While I'm not a big fan of scientometrics [mainly because their use is inappropriate in 'judging' the contributions of individuals], I do see their value in comparisons as long as (a) they are confined to single subject areas, and (b) they involve larger entities (such as departments, institutions, or even countries). With (a), we can avoid inappropriate comparisons -- e.g., between Courant Institute of Mathematical and Cold Springs Harbor Laboratory -- across fields with different citation practices. And with (b), we will have better and more meaningful statistics due to larger numbers of publications and citations.
Science Watch has a comparative table that meets these two conditions. So, go have a look at the ranking of Asia-Pacific Nations in Chemistry, 2000-2010.
The ranking is in terms of citations per paper; only Singapore (~citations per paper), Australia (12.5) and Japan (~12) do better than the world average (~11). Singapore, the Asia-Pacific topper, is actually ranked 12th in the world. India and China have about 7 citations per paper, and are ranked, respectively, 8th and 9th in Asia, and 38th and 39th in the world; however, China out-publishes India by a factor of nearly 3!

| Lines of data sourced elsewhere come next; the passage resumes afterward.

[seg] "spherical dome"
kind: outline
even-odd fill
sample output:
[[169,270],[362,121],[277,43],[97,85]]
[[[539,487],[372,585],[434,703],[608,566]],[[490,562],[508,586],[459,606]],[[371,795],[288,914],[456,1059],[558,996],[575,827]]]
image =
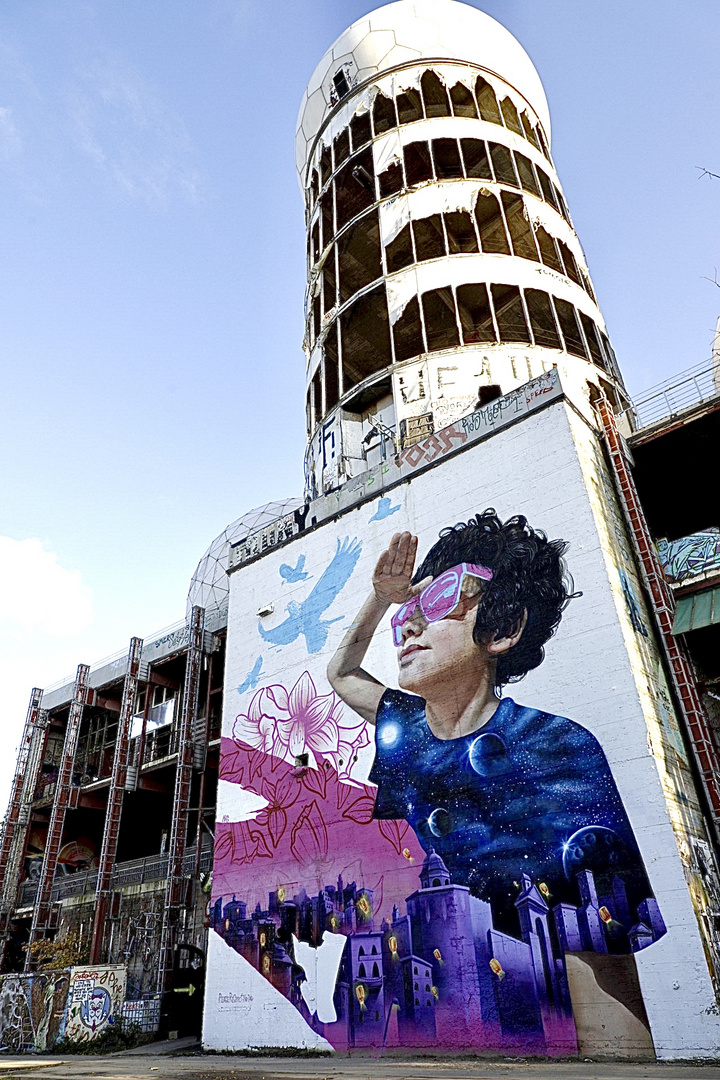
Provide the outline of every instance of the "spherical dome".
[[205,608],[205,614],[218,611],[227,606],[230,585],[227,577],[230,545],[243,540],[258,529],[264,529],[273,521],[291,514],[302,506],[302,499],[279,499],[276,502],[248,510],[246,514],[233,521],[216,536],[210,547],[197,564],[197,569],[190,581],[187,598],[187,615],[190,616],[195,606]]
[[532,106],[550,140],[550,114],[532,60],[509,30],[459,0],[396,0],[364,15],[340,35],[315,68],[296,131],[301,184],[313,140],[334,107],[333,76],[350,86],[414,60],[461,60],[510,83]]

I still have a quibble. This report is a snapshot. I would much prefer an analysis of how the countries have done over the years; for example, the same data -- spanning 11 years, from 2000 to 2010 -- could have been analyzed for five consecutive 6-year periods, starting with 2000-05, all the way up to 2005-10. Such an analysis is better at describing which way each country is headed.
Of course, for policy makers, what would be even better is a sub-field level analysis, which could help identify a country's strong areas as well as weak areas.
Oh well, this is all we have for now.